Je ne veux plus me nier, nier mes sentiments, mes besoins, mes attentes.  Je veux être respectée, écoutée, entendue.  J'ai le droit de respirer, de me dire: j'ai le droit de dénoncer, de penser, de crier;  j'ai le droit d'exister.  Je veux vivre debout, être en paix avec moi-même.  Je veux grandir, changer, m'aimer.   Je veux rêver, rire, m'épanouir.  J'ai besoin d'air; j'ai besoin de m'écouter.  J'ai besoin de décider pour moi, avec moi en fonction de mes besoins à moi, de ce que je veux faire de ma vie.  J'en ai marre de vivre en fonctions des autres, pour être aimée.  J'en ai marre de faire des courbettes, pour acheter la paix ou ne pas être seule.  Je choisis de VIVRE; de vivre MA VIE.  Je choisis de vivre mes sentiments, mes émotions, mes rêves, mes espoirs.  Je veux me vivre jusqu'au bout, telle que je suis.  Je me réserve le droit d'essayer, de me tromper, de recommencer, d'essayer encore, et de réussir...  Pendant la transition: j'accepte ma souffrance, ma déception.  J'accepte mon insécurité, mon désespoir.   J'accepte ma colère contre les autres; on ne m'avait rien promis.    J'accepte ma colère contre moi, de m'être si longtemps niée et oubliée.   Je suis en sevrage car je sais qu'avec le temps ces sentiments vont s'atténuer et disparaître; remplacés par le pardon.  Je sais qu'avec le temps mon coeur va guérir d'avoir mal aimé...  Et peut-être qu'avec le temps,  j'accepterai d'oser à nouveau, tenter l'expérience d'aimer et d'être aimée...

(Auteur inconnu)



Article ajouté le 2006-12-27 , consulté 177 fois

Commentaires


le 18/03/2007 à 22:35:04
"Pendant la transition: j'accepte ma souffrance, ma déception. J'accepte mon insécurité, mon désespoir. J'accepte ma colère contre les autres; on ne m'avait rien promis. J'accepte ma colère contre moi, de m'être si longtemps niée et oubliée"
Je crois que derrière cette "négation", il y a aussi une grande violence que l'on peut diriger contre soi mais quand on s'ecoute est aussi dirigée vers l'autre.
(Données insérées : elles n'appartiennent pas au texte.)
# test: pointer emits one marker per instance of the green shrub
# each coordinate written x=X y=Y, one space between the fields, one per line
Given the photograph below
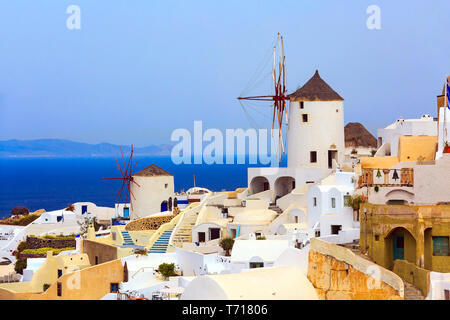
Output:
x=20 y=265
x=167 y=270
x=140 y=251
x=60 y=236
x=26 y=220
x=45 y=250
x=22 y=246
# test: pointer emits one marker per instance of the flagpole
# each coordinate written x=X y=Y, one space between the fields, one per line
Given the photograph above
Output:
x=444 y=127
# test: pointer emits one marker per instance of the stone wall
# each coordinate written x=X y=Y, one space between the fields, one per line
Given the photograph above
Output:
x=338 y=274
x=103 y=252
x=36 y=243
x=409 y=272
x=148 y=223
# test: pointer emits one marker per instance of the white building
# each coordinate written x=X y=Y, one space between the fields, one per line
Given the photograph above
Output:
x=153 y=192
x=389 y=136
x=315 y=140
x=328 y=207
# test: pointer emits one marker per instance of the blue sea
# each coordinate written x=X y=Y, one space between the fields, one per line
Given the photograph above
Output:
x=53 y=183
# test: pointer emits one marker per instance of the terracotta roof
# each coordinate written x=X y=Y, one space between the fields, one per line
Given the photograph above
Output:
x=151 y=171
x=356 y=135
x=316 y=89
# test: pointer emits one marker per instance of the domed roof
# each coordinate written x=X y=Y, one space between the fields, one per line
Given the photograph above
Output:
x=152 y=171
x=316 y=89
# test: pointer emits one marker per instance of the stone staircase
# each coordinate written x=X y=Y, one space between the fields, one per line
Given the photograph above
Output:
x=127 y=241
x=412 y=293
x=184 y=232
x=160 y=246
x=276 y=209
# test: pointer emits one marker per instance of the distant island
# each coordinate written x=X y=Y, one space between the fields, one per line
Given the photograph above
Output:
x=58 y=148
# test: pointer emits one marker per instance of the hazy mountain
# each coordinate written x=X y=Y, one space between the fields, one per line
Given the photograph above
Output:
x=71 y=149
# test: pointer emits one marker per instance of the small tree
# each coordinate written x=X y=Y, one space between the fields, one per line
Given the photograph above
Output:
x=227 y=244
x=20 y=265
x=84 y=225
x=167 y=270
x=355 y=202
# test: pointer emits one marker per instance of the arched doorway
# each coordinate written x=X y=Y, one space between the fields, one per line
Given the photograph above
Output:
x=259 y=184
x=399 y=197
x=400 y=244
x=164 y=206
x=170 y=204
x=283 y=186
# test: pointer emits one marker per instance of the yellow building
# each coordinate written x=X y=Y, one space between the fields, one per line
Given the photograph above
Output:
x=411 y=240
Et cette phase de transition où on tatonne à se trouver est necessairement une periode où l'on s'essaie à accepter la violence envers l'autre qu'elle se traduise par la fuite ou l'agression. C'est peut-être quand on arrète d'être "gentil" mais qu'on s'efforce d'être juste soi qui fait qu'une rencontre ou un dialogue peut naitre ou pas.